拾い出したエレメンツを纏めてみるとこうなる。
第1グループとしてはリコリス、黒文字Cognacクローブ、シナモン、カルダモン、カラメル、Bénédictine、Drambuie
昔のキナリキュール煎ったカカオ(アフリカ系)
そこからの第2グループは赤スグリ、苺、ラズベリー干し葡萄、ダークチェリー、プラムクランベリー
更に竹炭、乾燥セップ茸ブルーベリーcrème de moca といった辺りが加わって来る。


早い時点からタンニンより酸が前面でワイン全体を強力に支える構造が明らかになる。強力とはいっても押しの強さではなくあくまでも美しく嫋やかさがある。総体的に非常に良く練れていてシルキーな舌触りも提供している。それでいてまだ若さと力強さも忘れていない。ボディの構成にどこかBourgogneのGC を想起させる部分がある。
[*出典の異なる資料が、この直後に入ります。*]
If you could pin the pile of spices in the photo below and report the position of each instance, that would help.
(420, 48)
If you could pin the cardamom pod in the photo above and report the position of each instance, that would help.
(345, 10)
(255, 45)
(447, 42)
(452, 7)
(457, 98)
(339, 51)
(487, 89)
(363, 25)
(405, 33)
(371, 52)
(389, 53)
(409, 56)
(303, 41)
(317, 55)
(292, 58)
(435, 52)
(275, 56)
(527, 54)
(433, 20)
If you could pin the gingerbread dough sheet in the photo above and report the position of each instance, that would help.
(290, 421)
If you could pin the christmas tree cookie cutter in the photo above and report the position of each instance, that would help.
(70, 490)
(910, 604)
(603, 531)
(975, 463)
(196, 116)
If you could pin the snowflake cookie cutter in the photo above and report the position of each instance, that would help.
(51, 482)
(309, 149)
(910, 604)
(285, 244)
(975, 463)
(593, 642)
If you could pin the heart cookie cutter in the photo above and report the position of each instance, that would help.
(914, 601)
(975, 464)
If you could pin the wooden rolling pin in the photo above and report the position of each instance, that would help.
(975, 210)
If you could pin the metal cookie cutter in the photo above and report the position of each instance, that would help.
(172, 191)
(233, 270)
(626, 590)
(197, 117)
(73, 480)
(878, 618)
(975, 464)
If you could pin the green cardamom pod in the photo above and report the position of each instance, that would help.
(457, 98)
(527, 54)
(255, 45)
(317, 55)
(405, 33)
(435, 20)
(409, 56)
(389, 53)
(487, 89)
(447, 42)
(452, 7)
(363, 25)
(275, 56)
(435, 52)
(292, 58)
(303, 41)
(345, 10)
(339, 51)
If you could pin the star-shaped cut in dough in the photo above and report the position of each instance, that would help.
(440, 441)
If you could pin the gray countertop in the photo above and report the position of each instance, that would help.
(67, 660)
出汁と旨味の効いた感じが出るのにやや時間がかかるが、そこからは非常に良くシームレスに溶け込み、流麗さは期待通り。現時点でかなり甘美な液体に仕上がってきてはいるが、まだ伸びしろも見て取れる。2年前の時点で嫋やかになりきってしまっていた感のある1995とは違う。
1995と比べて完成度ではまだまだかも知れないが、密度では勝る。サンジョヴェーゼと言っても非常に幅は広いが、この葡萄の神髄を著すワインの一つと言って差し支えない。